This week, the Senate Foreign Relations Committee drafted the Strategic Competition Act of 2021, the goal of which is to counter China’s expanding global influence. In particular, the draft measure mandates diplomatic and strategic initiatives to offset China’s technological development and associated military modernization efforts.

Consistent with earlier initiatives and ongoing regulatory efforts, export controls figure prominently in the act’s details. One noteworthy provision included reference to a Cold War-era organization to coordinate controls among key technology providers: “The United States should explore the value of establishing a body akin to the Coordinating Committee for Multilateral Export Controls (COCOM) that would specifically coordinate the export of United States and European Union sensitive technologies to the People’s Republic of China.”

Resuscitating COCOM is not a good idea.

Established in 1949 as an economic adjunct of NATO, COCOM was organized to ensure that trade with the Soviet Union and its allies did not enable the Soviet bloc to gain access to militarily relevant technology by coordinating the export control policies of the member countries. COCOM decisions were made collectively and unanimously. Because COCOM had no official treaty status, member countries were left to enact legislation consistent with the COCOM’s goals at their discretion and provide for its enforcement unilaterally.

Although a voluntary, informal organization, COCOM did have a way to make collective decisions regarding specific strategic exports to communist bloc countries — a function absent from the current multilateral export control regimes. Through the COCOM Secretariat based in Paris, France, COCOM members could veto proposed exports.

As a refinement to COCOM and in response to Chinese involvement in the Korean War, the United States petitioned for the creation of a separate committee, CHINCOM, to multilaterally control exports to communist China in 1952. Export controls by CHINCOM were considerably more restrictive and the corresponding lists more expansive than controls by COCOM (i.e., than controls over the Soviet bloc), which became known as the “China Differential.” In 1957, CHINCOM was formally incorporated into COCOM.

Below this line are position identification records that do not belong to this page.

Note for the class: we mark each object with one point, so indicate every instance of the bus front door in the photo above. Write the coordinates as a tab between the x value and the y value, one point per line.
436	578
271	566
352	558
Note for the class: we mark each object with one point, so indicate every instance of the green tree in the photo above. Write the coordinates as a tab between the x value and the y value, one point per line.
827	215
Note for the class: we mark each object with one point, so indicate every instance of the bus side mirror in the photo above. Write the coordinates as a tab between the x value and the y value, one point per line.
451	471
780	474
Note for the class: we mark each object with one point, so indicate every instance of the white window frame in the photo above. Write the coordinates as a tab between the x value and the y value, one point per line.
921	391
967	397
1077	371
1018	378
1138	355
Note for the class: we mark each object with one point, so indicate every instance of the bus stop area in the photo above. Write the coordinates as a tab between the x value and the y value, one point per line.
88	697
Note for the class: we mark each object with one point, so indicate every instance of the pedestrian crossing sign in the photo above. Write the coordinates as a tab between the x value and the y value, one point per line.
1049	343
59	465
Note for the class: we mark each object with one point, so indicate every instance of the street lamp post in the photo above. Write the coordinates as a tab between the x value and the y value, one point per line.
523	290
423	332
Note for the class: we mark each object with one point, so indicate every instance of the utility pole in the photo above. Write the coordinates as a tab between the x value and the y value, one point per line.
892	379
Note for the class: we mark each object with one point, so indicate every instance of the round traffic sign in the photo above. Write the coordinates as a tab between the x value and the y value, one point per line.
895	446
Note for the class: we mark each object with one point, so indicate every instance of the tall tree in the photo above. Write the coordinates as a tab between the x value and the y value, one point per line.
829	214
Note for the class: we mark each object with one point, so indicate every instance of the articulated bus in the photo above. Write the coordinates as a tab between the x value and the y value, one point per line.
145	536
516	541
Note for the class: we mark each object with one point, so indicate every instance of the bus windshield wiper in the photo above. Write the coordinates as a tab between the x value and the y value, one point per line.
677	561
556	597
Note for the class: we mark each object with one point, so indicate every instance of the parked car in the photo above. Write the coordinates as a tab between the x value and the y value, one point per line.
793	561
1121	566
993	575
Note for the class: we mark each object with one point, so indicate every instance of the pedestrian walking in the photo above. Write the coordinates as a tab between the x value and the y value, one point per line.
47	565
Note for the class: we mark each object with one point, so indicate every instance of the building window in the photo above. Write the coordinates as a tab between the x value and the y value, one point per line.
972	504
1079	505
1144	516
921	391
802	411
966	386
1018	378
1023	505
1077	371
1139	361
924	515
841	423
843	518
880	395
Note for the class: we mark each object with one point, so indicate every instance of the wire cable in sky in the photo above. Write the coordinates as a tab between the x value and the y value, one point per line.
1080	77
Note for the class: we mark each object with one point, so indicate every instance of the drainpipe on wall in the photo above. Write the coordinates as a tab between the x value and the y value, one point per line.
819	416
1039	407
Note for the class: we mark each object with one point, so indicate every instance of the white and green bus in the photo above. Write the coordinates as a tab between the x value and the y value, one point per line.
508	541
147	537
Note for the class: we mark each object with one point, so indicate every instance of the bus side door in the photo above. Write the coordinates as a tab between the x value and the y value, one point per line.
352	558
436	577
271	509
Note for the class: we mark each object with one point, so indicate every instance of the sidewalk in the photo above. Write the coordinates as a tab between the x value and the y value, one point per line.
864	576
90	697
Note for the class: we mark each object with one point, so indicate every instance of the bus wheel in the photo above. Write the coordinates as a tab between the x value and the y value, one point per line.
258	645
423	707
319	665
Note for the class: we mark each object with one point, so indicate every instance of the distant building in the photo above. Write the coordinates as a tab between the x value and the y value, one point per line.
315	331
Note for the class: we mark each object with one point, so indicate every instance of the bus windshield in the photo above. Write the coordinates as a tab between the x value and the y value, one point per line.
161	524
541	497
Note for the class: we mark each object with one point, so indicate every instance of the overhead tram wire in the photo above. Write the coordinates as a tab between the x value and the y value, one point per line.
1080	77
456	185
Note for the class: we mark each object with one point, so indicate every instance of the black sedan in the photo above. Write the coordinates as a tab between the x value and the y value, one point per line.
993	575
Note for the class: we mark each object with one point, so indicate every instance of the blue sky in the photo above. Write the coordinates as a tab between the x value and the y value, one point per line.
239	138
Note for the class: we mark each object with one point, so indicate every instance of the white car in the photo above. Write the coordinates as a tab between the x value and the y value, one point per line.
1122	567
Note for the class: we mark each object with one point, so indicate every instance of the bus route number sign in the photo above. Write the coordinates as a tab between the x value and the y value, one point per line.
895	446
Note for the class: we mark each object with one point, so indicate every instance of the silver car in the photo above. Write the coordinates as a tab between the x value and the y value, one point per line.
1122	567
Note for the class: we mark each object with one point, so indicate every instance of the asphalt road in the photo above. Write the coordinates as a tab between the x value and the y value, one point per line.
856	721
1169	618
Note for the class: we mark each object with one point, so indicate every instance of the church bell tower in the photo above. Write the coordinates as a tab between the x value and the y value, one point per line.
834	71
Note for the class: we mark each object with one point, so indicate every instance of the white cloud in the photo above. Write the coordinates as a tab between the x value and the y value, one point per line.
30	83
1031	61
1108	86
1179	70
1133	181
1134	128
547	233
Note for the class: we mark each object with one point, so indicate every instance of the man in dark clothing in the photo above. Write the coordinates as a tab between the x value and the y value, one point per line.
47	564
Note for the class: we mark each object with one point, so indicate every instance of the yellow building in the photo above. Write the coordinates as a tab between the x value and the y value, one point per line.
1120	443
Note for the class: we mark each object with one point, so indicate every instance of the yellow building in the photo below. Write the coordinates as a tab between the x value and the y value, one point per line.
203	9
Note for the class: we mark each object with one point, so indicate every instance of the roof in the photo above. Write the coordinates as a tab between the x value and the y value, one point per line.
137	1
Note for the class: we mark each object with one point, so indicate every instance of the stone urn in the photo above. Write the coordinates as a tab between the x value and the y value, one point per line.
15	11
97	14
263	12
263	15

CHINCOM was never an easy sell. The British were reluctant to enforce stringent controls on industrial goods exports to Hong Kong for fear of diversion to the mainland. Japan, originally excluded from COCOM, was pushed into CHINCOM by the supreme commander for the allied powers, despite a growing trade relationship. Other European allies argued that the “China Differential” was pointless given the primitive state of the then-Chinese economy and the further hampered European effort to rebuild local economies through trade. These arguments would also be applied to COCOM throughout the Cold War.

COCOM endured, allied griping notwithstanding, until 1993, when it was transformed into the Wassenaar Arrangement. Unlike COCOM, Wassenaar does not have veto power over proposed exports, includes former targets as members and is not aimed explicitly at country targets. Wassenaar is the most likely repository of “emerging technologies,” the listing of which requires unanimous consent from disparate members like Russia; but it has endured and evolved to become the de facto multilateral export control regime for advanced military items and technologies.

The Strategic Competition Act of 2021 calls for an exploration of the value of creating a body akin to COCOM that would coordinate export control policy of the U.S. and the EU vis-a-vis China. Do we really need yet another “body,” one we collectively buried at the end of the last Cold War? Should we really omit inclusion of India, Japan, South Korea and other high-technology economies in a new technology denial regime? What would the new COCOM control beyond technologies already covered by Wassenaar or other regimes? How would the U.S. manage the various economic and security perceptions of China among proposed members?

Further, how would China respond to being targeted, as it had been in the past, by a new technology denial regime?

COCOM was a vehicle of the Cold War and was predicated on a largely unanimous threat perception among participants. Wassenaar endures, in part, because it is not similarly focused. The value proposition of a new COCOM is nil, as it is both retrograde and needlessly duplicative.

To the extent that Wassenaar cannot address U.S. national security objectives regarding technology trade, then, as others have recently suggested, the U.S. can pursue plurilateral arrangements, particularly over chokepoint technologies such as semiconductors.

Scott Jones is a nonresident fellow with the Trade, Technology, and Security program at the Stimson Center.